There’s nothing like pulling on a pair of icy leggings from the line which haven’t quite dried yet. Yarg! Gah! etc.
In what feels like the depths of a Waiheke winter, laundry is taking longer to dry. Many of us are festooning the warmest room in the house with festive banners of fragrant damp woolly things. I have seen some creative solutions to the ongoing battle of keeping stuff out of the dryer – a device designed by the devil to superheat your electricity bill along with your undies.
I knew a mountain climber who, in winter, dried his son’s football kit in the foyer of his house using carabiners, climbing ropes and a pulley system. Nothing says ‘man cave’ like a chandelier of rugger shirts and boxers.
Haven’t we all, at some point in our lives, bolted through the house hiding dangling lingerie from the aunt, the boyfriend, the client or the friend-with-the-immaculate-house?
Unless I invest in solar panels, my electricity bills will not be going down – in fact, I understand they will rise, in what Bernard Hickey growls is a “de-facto tax increase” caused by chronic state under-investment in the electricity grid and lines networks, and high interest rates. Among other things.
“This is one of those feedback loops,” Hickey writes, “where tight monetary policy causes inflation, along with higher government and council fees and charges to reduce budget deficits partially caused by higher interest costs.”
This is the kind of feedback loop which traps my brain in spin cycle, like the old joke about being a sock in the laundromat of life.
At least, as an owner-occupier, I only have myself to blame for my home’s heat leaking maintenance issues. One third of New Zealanders rent.

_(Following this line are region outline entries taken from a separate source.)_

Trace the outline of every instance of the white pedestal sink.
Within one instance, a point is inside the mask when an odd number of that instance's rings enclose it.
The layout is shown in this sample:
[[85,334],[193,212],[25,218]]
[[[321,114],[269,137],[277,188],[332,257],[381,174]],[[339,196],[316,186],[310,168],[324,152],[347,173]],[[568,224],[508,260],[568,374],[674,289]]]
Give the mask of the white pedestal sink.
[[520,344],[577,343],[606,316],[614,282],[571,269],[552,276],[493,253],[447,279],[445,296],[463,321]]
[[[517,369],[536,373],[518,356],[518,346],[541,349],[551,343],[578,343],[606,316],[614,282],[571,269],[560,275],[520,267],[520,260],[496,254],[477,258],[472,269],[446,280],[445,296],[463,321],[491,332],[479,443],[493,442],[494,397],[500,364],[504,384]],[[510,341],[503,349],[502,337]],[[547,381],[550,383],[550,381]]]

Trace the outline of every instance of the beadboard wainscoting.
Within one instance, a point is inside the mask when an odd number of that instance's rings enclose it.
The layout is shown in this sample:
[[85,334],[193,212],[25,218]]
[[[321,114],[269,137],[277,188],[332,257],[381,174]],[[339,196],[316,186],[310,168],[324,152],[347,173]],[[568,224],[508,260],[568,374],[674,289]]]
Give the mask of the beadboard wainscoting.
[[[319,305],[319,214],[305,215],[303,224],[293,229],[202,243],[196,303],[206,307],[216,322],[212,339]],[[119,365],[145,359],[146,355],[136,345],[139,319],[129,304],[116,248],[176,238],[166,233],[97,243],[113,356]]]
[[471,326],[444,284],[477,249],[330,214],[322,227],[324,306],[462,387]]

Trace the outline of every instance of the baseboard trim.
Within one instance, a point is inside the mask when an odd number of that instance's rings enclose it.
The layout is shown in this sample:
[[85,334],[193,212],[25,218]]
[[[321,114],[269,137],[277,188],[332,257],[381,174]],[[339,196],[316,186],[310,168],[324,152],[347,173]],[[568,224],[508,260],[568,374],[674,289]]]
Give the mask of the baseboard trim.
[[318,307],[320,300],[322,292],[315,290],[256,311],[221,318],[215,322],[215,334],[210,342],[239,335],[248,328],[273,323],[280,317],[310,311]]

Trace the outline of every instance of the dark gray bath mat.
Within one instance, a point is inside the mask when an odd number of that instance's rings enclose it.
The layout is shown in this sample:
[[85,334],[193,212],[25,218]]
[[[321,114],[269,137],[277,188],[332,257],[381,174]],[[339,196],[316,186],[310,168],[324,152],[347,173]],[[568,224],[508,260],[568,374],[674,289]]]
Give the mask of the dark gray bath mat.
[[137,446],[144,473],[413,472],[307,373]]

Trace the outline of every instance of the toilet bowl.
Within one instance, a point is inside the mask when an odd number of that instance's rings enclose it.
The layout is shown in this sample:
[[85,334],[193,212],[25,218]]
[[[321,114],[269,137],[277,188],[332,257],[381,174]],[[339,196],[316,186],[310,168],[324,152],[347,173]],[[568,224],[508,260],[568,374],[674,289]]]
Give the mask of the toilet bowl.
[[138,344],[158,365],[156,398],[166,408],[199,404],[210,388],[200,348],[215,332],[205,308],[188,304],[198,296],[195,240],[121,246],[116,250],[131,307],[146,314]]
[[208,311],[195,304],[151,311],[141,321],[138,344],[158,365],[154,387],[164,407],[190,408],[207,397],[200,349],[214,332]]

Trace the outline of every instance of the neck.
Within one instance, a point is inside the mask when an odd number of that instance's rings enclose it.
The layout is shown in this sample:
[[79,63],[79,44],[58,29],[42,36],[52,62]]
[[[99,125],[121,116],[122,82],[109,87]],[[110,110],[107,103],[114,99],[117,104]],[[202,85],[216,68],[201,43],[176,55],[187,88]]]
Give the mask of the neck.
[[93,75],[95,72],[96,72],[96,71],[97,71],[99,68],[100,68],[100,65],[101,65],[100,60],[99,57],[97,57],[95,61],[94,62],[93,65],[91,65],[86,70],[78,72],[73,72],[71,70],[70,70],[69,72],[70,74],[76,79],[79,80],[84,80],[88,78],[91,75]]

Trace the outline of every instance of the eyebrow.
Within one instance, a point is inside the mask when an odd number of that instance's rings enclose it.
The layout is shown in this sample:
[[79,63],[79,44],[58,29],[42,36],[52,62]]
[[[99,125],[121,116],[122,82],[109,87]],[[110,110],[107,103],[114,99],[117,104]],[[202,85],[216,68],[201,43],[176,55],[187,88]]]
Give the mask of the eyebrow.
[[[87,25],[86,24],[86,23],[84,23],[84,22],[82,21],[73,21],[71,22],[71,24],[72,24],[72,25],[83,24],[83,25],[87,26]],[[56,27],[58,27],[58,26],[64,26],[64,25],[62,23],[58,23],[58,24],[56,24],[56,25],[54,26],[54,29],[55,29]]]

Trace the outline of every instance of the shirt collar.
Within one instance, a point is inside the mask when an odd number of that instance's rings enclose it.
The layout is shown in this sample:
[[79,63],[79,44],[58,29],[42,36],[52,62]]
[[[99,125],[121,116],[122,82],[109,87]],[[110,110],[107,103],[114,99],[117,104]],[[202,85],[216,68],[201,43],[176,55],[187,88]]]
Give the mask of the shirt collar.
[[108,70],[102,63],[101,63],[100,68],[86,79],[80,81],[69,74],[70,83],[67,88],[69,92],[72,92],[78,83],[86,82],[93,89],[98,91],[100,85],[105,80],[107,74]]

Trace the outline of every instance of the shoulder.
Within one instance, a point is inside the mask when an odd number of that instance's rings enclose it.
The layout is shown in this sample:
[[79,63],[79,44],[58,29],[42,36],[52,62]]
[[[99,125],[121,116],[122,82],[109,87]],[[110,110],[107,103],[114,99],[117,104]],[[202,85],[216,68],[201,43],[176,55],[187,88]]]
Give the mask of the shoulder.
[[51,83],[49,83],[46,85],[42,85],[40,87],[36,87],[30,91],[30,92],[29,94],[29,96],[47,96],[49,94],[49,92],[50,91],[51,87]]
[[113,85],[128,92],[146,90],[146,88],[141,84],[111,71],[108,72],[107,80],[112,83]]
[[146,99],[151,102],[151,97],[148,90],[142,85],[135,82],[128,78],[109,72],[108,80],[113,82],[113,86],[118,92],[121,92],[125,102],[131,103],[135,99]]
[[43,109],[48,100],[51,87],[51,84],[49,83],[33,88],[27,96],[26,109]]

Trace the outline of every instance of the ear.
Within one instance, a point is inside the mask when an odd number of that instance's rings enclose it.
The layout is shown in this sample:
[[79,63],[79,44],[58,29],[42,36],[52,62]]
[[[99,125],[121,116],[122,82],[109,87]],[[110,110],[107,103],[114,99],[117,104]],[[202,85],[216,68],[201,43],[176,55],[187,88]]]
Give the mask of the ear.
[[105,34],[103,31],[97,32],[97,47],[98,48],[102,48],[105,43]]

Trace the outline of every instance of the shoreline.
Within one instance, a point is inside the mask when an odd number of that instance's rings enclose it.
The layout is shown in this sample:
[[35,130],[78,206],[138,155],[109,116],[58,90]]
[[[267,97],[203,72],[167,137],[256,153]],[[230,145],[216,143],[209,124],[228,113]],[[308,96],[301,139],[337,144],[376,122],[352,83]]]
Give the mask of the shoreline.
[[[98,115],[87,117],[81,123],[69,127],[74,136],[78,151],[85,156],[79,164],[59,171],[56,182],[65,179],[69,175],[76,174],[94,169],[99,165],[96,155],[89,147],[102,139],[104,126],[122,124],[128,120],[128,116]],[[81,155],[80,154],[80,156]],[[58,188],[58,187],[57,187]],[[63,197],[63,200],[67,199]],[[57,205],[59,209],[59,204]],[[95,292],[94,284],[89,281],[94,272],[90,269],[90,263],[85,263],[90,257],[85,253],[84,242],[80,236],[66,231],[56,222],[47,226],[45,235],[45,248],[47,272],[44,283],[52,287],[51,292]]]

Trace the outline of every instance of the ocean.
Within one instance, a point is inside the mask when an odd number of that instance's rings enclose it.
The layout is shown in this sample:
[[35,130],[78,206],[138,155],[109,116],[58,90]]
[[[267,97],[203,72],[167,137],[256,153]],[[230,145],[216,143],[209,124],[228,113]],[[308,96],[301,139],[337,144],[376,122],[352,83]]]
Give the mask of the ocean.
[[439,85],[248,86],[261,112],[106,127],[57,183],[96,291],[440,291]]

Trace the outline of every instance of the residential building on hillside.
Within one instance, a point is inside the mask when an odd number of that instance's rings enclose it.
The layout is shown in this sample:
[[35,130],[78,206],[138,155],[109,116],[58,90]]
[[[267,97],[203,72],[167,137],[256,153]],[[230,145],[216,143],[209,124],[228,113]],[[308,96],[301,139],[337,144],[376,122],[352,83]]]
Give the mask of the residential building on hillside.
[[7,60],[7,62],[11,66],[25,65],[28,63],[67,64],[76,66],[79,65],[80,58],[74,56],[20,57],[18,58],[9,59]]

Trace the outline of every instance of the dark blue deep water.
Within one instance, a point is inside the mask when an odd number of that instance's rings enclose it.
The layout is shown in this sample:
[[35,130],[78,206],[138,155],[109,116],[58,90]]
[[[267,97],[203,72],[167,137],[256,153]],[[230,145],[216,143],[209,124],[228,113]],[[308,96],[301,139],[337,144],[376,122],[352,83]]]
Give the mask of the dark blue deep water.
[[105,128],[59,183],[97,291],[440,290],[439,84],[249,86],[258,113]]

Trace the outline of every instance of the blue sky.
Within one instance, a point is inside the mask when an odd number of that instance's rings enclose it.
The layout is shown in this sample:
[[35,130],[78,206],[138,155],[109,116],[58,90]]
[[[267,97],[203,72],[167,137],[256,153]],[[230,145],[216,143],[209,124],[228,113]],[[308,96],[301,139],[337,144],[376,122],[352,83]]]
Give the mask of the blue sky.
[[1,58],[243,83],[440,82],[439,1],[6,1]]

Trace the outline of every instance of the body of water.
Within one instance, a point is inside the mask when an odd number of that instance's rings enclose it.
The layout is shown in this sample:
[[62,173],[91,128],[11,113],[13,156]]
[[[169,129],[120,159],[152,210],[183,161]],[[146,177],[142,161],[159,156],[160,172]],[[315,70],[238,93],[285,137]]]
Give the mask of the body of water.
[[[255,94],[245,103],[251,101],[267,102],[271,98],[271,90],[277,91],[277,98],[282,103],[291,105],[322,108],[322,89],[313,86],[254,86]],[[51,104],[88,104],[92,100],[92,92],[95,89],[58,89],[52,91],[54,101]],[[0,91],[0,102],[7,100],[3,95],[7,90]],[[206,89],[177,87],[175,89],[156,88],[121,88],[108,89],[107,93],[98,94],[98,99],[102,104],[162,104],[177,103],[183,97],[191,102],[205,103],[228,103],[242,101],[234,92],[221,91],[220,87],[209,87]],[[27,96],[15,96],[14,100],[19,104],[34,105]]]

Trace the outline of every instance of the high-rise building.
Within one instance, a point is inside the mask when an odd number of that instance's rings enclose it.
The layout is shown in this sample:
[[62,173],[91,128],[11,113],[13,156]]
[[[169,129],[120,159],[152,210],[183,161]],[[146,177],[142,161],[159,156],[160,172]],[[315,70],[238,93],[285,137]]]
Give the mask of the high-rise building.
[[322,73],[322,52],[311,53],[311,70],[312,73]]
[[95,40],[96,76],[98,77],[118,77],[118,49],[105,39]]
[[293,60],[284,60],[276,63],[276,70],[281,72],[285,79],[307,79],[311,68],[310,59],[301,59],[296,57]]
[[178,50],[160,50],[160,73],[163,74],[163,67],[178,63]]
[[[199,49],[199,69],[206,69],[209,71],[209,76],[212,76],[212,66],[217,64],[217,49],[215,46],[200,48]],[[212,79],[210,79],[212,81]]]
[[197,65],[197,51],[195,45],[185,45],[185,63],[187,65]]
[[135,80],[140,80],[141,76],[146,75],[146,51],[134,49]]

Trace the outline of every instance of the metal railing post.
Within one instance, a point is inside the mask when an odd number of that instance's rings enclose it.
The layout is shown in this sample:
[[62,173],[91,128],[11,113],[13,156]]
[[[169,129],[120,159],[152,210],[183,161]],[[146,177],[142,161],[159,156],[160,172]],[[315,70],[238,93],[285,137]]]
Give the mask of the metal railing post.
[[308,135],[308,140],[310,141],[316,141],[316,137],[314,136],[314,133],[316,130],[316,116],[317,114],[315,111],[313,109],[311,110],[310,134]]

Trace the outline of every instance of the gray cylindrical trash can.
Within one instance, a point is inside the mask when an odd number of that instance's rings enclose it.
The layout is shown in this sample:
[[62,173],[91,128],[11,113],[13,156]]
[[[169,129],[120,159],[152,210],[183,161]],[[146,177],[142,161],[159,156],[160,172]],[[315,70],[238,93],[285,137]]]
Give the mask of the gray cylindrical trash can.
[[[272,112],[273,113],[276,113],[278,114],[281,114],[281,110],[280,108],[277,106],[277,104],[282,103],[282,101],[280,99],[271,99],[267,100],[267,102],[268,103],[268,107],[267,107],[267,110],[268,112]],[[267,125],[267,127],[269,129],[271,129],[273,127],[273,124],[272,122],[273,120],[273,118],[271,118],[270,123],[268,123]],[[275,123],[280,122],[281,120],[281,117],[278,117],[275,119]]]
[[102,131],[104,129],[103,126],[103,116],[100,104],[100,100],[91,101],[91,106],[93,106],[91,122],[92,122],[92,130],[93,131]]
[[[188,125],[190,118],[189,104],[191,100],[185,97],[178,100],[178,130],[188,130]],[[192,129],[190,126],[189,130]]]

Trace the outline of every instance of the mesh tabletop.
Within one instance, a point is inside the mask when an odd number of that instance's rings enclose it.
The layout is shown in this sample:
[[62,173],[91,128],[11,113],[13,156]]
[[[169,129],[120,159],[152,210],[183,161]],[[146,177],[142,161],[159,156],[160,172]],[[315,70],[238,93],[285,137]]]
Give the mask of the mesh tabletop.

It has long been accepted that the private rental sector, while offering, yes, plenty of healthy homes, has the worst housing quality overall, compared to owner-occupiers, Kāinga Ora or community housing providers.
We know this from studies like the General Social Survey by New Zealand Stats in 2018, and a more recent paper by New Zealand scientists Dr Lucy Telfar-Barnard, Distinguished Professor Philippa Howden-Chapman and Professor Nevil Pierse: Renting Poorer Housing: Ecological Relationships Between Tenure, Dwelling Condition, and Income and Housing-Sensitive Hospitalisations in a Developed Country (2020).
If you have never heard of the phrase ‘housing-sensitive hospitalisation’ I don’t blame you. The tragic upshot is that there are “clear associations between income, tenure and house condition, and winter-associated hospitalisation risk.”
Private renters, says study author Dr Telfar-Barnard, who penned a Spinoff piece on Monday with public health researchers Rachel K Dohig and Sebastiaan Bierema, are saddled with a “large burden of housing related ill-health”.
On Waiheke, as we know, houses (and rents) are not particularly affordable. Since 1 July, the Reserve Bank’s new debt-to-income (DTI) ratios cap borrowing at six times household income (for owner occupiers), putting first home ownership even further out of reach for Waiheke workers.
The reality is that a large number of Waiheke Islanders will rent privately for the rest of their lives. As every renter knows, renting is an insecure business. Affordable places to live can be almost impossible to find, especially without a testimonial. This makes renters reluctant to raise issues about the standard of their housing with landlords or property management.
“The less secure a tenancy is, the more likely the tenant is to avoid raising housing quality issues,” Telfar-Barnard’s group writes in The Spinoff. “Due to the inverse housing law, tenants who are in the least secure positions to complain about housing quality are also those most likely to live in properties that require urgent maintenance or don’t meet minimum standards.”
Interestingly, when the team looked at the health of private renters who had been based in the same house for a long time, it was “up there with homeowners and public housing tenants.” In other words, helping to make tenancies more secure pays off in measurable ways – like staying out of hospital.
Public health researchers like Dr Telfar-Barnard oppose the government’s proposed changes to tenancies, which include bringing back 90-day no-cause notices, and allowing landlords to end fixed-term tenancies at the end of the term without giving a reason.
“Yes, it’s technically illegal to evict someone because they’ve asked for their home to meet minimum standards,” the group points out in The Spinoff. “But the threat of 90-day no-cause notice puts tenants on the back foot.”
Under Healthy Homes Standards, landlords must provide one or more fixed heaters (of an approved type) that can directly heat the living room to a maintained temperature of at least 18 degrees Celsius – the minimum indoor temperature recommended by the World Health Organization (WHO).
Most of us will know Waiheke renters who are living in freezing, mouldy houses who feel unable to complain about it. I know someone who is so cold he uses the glow from his computer to ‘keep warm’.
I know someone else living in a leaky house filled with mould, on Waiheke, who raised this with the property management agency weeks ago.